His interest in all aspects of bird behaviour, such as their migration, led him to go to the University of Chicago to take courses in natural history; he was becoming a zoologist. He had no interest in chemistry, though he began to want to understand the nature of life. But he had heard that living organisms were made up of molecules, and so began to puzzle as to how it was possible to start with molecules and end up with humans. Then in 1946, at the age of 17, he read the physicist Erwin Schrodinger's book What is Life? and became aware of, and interested in, genetics. More important, his reading of the book convinced him that the gene must have an extraordinary structure. At that time, no one knew how genes worked.
He applied to the California Institute of Technology, and this was his first bit of luck - they turned him down. So he went to Indiana University instead. Why Indiana? There were three brilliant geneticists at Indiana for the simple reason that they could not get a job anywhere else: Herman Muller because he had been in Moscow and was perceived to be a communist, and Salvador Luria and Sonneborn because they were Jews. He did a boring doctoral thesis but from Luria he learned about the importance of working on only the important problems and to recognise and keep away from poor science. Both Luria and Muller won Nobel prizes.
In the first summer, they took him to Cold Spring Harbor where geneticists, including Delbruck, met and taught courses. Delbruck - another Nobel Laureate to be - was the intellectual leader. Even more arrogant than Luria, he reinforced how important it was to choose important problems and to make judgments as to what was good or bad science.
Watson wanted to be like Delbruck - not only brilliant, but good-looking and a fine tennis player. It was particularly rewarding to be treated by him and the others as an equal, even though he knew he was not.
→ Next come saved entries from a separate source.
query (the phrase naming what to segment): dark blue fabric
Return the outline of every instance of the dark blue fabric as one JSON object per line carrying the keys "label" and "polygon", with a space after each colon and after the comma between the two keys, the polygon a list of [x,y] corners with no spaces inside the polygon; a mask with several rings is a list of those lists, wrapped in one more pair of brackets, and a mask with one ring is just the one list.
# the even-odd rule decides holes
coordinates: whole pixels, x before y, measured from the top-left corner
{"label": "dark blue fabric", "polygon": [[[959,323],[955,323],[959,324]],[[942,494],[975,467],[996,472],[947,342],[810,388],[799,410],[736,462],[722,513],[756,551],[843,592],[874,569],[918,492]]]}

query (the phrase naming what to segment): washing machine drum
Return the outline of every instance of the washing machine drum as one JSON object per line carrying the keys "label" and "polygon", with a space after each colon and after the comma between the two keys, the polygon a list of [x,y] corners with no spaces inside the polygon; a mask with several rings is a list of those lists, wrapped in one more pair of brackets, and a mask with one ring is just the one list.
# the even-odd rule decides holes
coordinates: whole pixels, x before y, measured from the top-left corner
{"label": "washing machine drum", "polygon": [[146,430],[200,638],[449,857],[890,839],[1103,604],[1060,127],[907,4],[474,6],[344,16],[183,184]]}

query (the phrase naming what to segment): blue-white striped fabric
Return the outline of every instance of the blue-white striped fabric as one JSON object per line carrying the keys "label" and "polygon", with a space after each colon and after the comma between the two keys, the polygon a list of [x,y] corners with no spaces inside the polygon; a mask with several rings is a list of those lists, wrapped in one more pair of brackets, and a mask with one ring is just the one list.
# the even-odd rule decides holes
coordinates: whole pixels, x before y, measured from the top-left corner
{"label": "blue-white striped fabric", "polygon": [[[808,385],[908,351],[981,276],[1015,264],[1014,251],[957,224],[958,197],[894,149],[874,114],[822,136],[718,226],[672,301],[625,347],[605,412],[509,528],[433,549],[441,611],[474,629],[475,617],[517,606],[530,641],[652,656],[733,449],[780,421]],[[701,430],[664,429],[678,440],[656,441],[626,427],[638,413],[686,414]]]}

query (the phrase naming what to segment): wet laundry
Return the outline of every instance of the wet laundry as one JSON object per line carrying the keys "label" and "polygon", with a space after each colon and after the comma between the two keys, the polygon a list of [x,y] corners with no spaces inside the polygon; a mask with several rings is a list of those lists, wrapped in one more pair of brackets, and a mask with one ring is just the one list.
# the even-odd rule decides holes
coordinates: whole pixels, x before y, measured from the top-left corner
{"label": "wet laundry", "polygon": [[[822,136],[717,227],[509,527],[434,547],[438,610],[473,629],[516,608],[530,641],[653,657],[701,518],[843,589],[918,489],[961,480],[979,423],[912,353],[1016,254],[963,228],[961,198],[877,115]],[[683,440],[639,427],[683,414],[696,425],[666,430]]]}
But neither Delbruck nor any other geneticist that he knew of was interested in the actual nature of the gene, the structure of DNA. So he went to Copenhagen on the basis of a mistaken view that a scien- tist there shared his interest.
Then he went to Cambridge where he met Francis Crick. The story from then on is brilliantly told in his book the The Double Helix. He confirms that he tried to persuade Rosalind Franklin to build models of DNA, but that she would not listen. That was probably the second bit of luck, for Franklin, working with Maurice Wilkins, should have got the structure herself. Then, there was the third bit of luck. The great chemist Linus Pauling got the structure wrong.
Even so, I still think it is the best scientists that are the luckiest. Focus is all.